You are viewing a plain text version of this content. The canonical link for it is here.

Posted to java-user@lucene.apache.org by bhecht <bh...@ams-sys.com> on 2007/05/21 22:05:02 UTC

stop words, synonyms... what's in it for me?

Hi there,

I have started using Lucene not long ago, with plans to replace my current
sql queries in my application with it.
As I wasn't aware of Lucene before, I have implemented some similar tools
(filters) as Lucene includes.

For example I have implemented a "stop word" tool.
In my case I have much more configuration options than Lucene, having the
option to remove sub strings in addition to complete tokens.
I can configure the wanted location of the sub string within the token,
or even the location of the token within the phrase.

I have implemented a synonym mechanism (substitution mechanism) that can
also be configured according to location within a phrase. It can also be
configured to find synonyms taking into account spelling mistakes. Although
it doesn't expand but only transforms to one certain replacement.It can find
replacements for sub strings as well. So I can use it to separate words.
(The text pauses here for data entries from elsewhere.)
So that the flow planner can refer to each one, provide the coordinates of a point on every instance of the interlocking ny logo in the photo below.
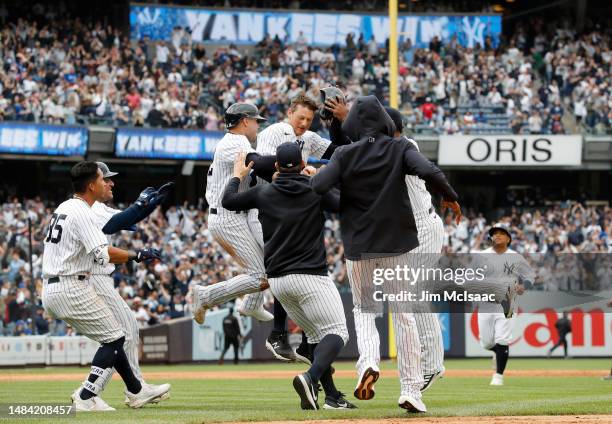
(148, 16)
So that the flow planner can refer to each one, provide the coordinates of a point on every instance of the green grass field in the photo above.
(215, 400)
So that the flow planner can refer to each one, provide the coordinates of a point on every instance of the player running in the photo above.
(111, 221)
(232, 229)
(378, 232)
(73, 244)
(495, 322)
(292, 220)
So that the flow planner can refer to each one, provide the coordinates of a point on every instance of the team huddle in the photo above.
(267, 210)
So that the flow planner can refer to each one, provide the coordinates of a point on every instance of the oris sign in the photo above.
(513, 150)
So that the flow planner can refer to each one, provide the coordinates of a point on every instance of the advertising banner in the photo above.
(166, 144)
(324, 29)
(510, 150)
(35, 139)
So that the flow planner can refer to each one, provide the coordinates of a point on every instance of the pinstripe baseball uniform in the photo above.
(292, 222)
(311, 145)
(231, 229)
(104, 286)
(377, 221)
(72, 236)
(431, 236)
(493, 326)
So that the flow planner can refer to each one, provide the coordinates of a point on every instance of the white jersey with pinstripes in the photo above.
(103, 214)
(222, 168)
(420, 199)
(311, 143)
(70, 239)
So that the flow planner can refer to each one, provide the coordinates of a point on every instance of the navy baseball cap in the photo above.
(106, 172)
(288, 155)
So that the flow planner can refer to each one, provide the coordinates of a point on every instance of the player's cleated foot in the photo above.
(508, 303)
(147, 394)
(302, 354)
(94, 404)
(164, 396)
(497, 380)
(338, 403)
(278, 345)
(411, 403)
(260, 314)
(431, 379)
(365, 385)
(307, 390)
(199, 311)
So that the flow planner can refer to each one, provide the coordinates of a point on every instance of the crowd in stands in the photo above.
(545, 78)
(160, 291)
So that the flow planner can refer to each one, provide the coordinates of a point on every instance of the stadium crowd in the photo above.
(539, 80)
(159, 292)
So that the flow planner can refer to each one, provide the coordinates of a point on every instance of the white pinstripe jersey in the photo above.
(420, 199)
(222, 168)
(70, 239)
(103, 214)
(509, 264)
(311, 143)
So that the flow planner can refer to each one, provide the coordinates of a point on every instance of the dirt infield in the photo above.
(276, 374)
(527, 419)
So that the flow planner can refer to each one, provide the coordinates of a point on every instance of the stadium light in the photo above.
(393, 55)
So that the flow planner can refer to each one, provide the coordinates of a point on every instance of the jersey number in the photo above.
(55, 229)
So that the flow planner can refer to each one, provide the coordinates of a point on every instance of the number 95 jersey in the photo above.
(70, 239)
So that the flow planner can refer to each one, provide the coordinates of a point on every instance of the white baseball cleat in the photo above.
(509, 301)
(94, 404)
(260, 314)
(147, 394)
(199, 311)
(430, 379)
(164, 396)
(411, 403)
(497, 380)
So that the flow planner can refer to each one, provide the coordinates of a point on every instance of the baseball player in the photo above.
(507, 267)
(300, 116)
(378, 231)
(111, 221)
(431, 237)
(232, 229)
(73, 244)
(292, 220)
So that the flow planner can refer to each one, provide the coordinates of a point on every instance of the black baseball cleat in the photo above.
(302, 354)
(307, 390)
(338, 403)
(278, 345)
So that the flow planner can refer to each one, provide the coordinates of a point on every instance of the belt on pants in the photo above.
(53, 280)
(214, 211)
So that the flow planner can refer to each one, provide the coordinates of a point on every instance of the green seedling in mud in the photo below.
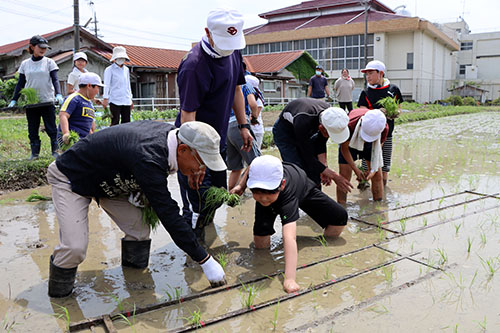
(402, 224)
(222, 259)
(248, 294)
(483, 238)
(274, 322)
(174, 293)
(73, 138)
(443, 257)
(64, 314)
(469, 244)
(129, 322)
(35, 196)
(388, 272)
(194, 318)
(491, 265)
(482, 324)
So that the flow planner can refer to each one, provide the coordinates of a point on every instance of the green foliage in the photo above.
(470, 101)
(303, 68)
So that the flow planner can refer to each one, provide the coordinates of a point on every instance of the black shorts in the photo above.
(319, 206)
(366, 154)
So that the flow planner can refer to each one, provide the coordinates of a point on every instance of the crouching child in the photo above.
(281, 188)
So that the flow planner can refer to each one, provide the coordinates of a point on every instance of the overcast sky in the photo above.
(176, 24)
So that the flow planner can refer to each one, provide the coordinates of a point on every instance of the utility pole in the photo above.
(76, 25)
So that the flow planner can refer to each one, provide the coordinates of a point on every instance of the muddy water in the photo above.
(426, 223)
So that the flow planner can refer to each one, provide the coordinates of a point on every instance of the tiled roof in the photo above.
(321, 21)
(307, 6)
(271, 62)
(24, 43)
(142, 56)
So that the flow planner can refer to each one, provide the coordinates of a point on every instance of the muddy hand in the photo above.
(214, 272)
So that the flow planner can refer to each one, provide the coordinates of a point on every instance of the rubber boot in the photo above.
(61, 280)
(135, 254)
(54, 146)
(35, 150)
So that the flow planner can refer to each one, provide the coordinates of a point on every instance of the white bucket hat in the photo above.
(119, 52)
(335, 121)
(372, 125)
(206, 141)
(226, 29)
(266, 172)
(80, 55)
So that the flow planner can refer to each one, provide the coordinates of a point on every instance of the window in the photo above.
(269, 86)
(465, 46)
(409, 60)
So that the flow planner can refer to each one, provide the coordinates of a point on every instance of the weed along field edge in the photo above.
(423, 259)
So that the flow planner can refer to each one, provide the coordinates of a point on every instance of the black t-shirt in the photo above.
(302, 118)
(370, 96)
(123, 159)
(297, 187)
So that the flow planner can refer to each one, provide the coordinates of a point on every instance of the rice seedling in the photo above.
(248, 294)
(402, 224)
(35, 196)
(482, 324)
(388, 272)
(129, 322)
(274, 322)
(194, 318)
(222, 258)
(63, 314)
(490, 265)
(73, 138)
(443, 257)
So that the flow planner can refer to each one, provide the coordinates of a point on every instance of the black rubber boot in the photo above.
(35, 150)
(135, 253)
(61, 280)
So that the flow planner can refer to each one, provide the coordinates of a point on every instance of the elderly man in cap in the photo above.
(367, 133)
(301, 133)
(115, 165)
(209, 80)
(117, 91)
(318, 85)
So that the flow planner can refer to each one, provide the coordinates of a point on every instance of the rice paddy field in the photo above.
(426, 258)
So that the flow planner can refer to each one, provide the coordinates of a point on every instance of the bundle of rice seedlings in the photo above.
(73, 138)
(391, 107)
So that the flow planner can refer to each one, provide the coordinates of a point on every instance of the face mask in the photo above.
(223, 53)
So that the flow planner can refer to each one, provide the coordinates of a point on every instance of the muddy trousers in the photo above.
(72, 216)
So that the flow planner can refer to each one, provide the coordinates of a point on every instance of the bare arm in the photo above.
(290, 245)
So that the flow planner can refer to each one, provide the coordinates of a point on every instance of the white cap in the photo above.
(252, 80)
(266, 172)
(374, 65)
(226, 29)
(372, 125)
(205, 140)
(335, 121)
(119, 52)
(80, 55)
(90, 78)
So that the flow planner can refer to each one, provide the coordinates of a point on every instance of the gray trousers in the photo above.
(72, 216)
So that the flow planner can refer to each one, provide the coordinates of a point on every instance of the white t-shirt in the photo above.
(74, 77)
(38, 77)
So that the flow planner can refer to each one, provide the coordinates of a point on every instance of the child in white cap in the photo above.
(80, 61)
(367, 132)
(281, 188)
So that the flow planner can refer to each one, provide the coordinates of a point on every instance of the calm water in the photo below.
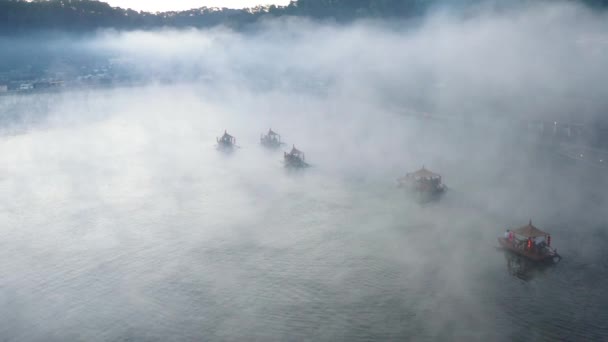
(132, 227)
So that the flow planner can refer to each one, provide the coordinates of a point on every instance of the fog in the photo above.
(120, 220)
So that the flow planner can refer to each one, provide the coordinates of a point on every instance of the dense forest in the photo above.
(84, 15)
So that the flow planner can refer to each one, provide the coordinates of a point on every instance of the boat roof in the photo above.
(424, 173)
(227, 135)
(529, 231)
(294, 150)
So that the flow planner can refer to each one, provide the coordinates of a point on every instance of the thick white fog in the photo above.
(119, 219)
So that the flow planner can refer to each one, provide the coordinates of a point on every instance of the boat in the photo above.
(271, 139)
(423, 181)
(295, 158)
(226, 142)
(531, 243)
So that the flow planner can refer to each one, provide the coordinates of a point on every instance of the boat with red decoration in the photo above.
(531, 243)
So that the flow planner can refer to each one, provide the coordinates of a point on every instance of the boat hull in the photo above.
(547, 256)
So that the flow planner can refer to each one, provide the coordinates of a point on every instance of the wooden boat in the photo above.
(271, 140)
(531, 243)
(423, 181)
(295, 158)
(226, 142)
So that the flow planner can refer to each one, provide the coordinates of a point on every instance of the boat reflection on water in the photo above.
(524, 268)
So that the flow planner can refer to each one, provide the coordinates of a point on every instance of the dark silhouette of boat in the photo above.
(226, 142)
(423, 182)
(271, 140)
(295, 159)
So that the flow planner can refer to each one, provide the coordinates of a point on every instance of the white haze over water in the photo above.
(120, 220)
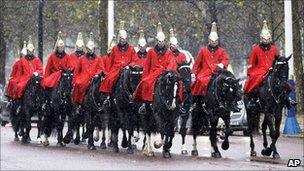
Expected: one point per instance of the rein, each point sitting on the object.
(276, 99)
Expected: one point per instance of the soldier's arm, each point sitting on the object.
(198, 63)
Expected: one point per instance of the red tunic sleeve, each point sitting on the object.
(147, 65)
(49, 66)
(39, 67)
(225, 58)
(198, 63)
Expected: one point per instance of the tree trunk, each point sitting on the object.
(298, 66)
(103, 26)
(2, 43)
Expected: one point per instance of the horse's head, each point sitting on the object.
(185, 72)
(280, 70)
(169, 89)
(229, 88)
(35, 80)
(135, 75)
(65, 85)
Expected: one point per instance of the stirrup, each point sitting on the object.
(142, 109)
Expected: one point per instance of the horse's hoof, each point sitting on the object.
(115, 150)
(134, 147)
(157, 144)
(110, 144)
(225, 145)
(194, 153)
(124, 143)
(46, 143)
(24, 140)
(136, 139)
(148, 153)
(130, 150)
(276, 156)
(103, 145)
(216, 155)
(67, 139)
(39, 140)
(16, 139)
(253, 153)
(266, 151)
(92, 147)
(184, 152)
(60, 144)
(77, 141)
(166, 154)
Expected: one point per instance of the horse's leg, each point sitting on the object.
(136, 136)
(60, 124)
(266, 151)
(183, 131)
(225, 144)
(39, 127)
(212, 137)
(124, 142)
(157, 144)
(90, 132)
(130, 148)
(166, 152)
(103, 139)
(114, 139)
(251, 125)
(275, 135)
(27, 126)
(196, 125)
(144, 142)
(77, 138)
(148, 147)
(110, 143)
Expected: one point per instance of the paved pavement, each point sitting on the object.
(15, 155)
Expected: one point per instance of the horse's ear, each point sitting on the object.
(189, 61)
(287, 59)
(237, 80)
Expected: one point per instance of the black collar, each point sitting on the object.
(90, 56)
(265, 47)
(123, 47)
(212, 49)
(175, 52)
(29, 57)
(60, 54)
(142, 54)
(159, 50)
(79, 53)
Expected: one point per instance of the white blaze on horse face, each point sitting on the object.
(96, 134)
(173, 105)
(194, 145)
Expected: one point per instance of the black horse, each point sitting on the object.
(161, 115)
(94, 114)
(185, 72)
(221, 98)
(127, 116)
(271, 95)
(31, 104)
(58, 106)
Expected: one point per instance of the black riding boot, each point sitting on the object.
(290, 102)
(106, 103)
(143, 108)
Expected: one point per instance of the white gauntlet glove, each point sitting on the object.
(193, 77)
(220, 65)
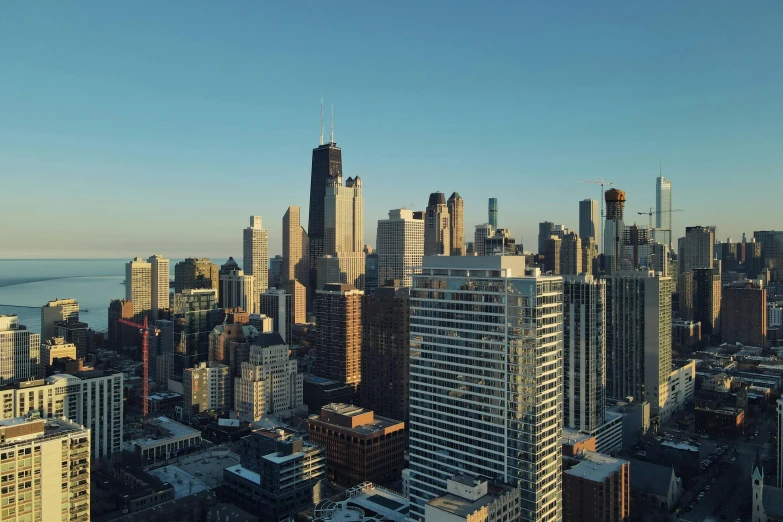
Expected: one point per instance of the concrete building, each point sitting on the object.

For
example in German I have "strasse"=> " strasse" (with a space in the front),
so words like "mainstrasse" will be split to "main" and "strasse".

I am wondering if I can use my "standardization" tools before calling the
lucene indexing, without implementing any custom analyzers and achieve more
or less the same results?

What do I "loose" if I go this way? The stemming filters are really one
thing I didn't have and I will use.
Is there any point for me to start creating custom analyzers with filter for
stop words, synonyms, and implementing my own "sub string" filter, for
separating tokens into "sub words" (like "mainstrasse"=> "main", "strasse")
?

Thanks in advance

--
View this message in context: http://www.nabble.com/stop-words%2C-synonyms...-what%27s-in-it-for-me--tf3792510.html#a10725950
Sent from the Lucene - Java Users mailing list archive at Nabble.com.

---------------------------------------------------------------------
To unsubscribe, e-mail: java-user-unsubscribe@lucene.apache.org
For additional commands, e-mail: java-user-help@lucene.apache.org

Re: stop words, synonyms... what's in it for me?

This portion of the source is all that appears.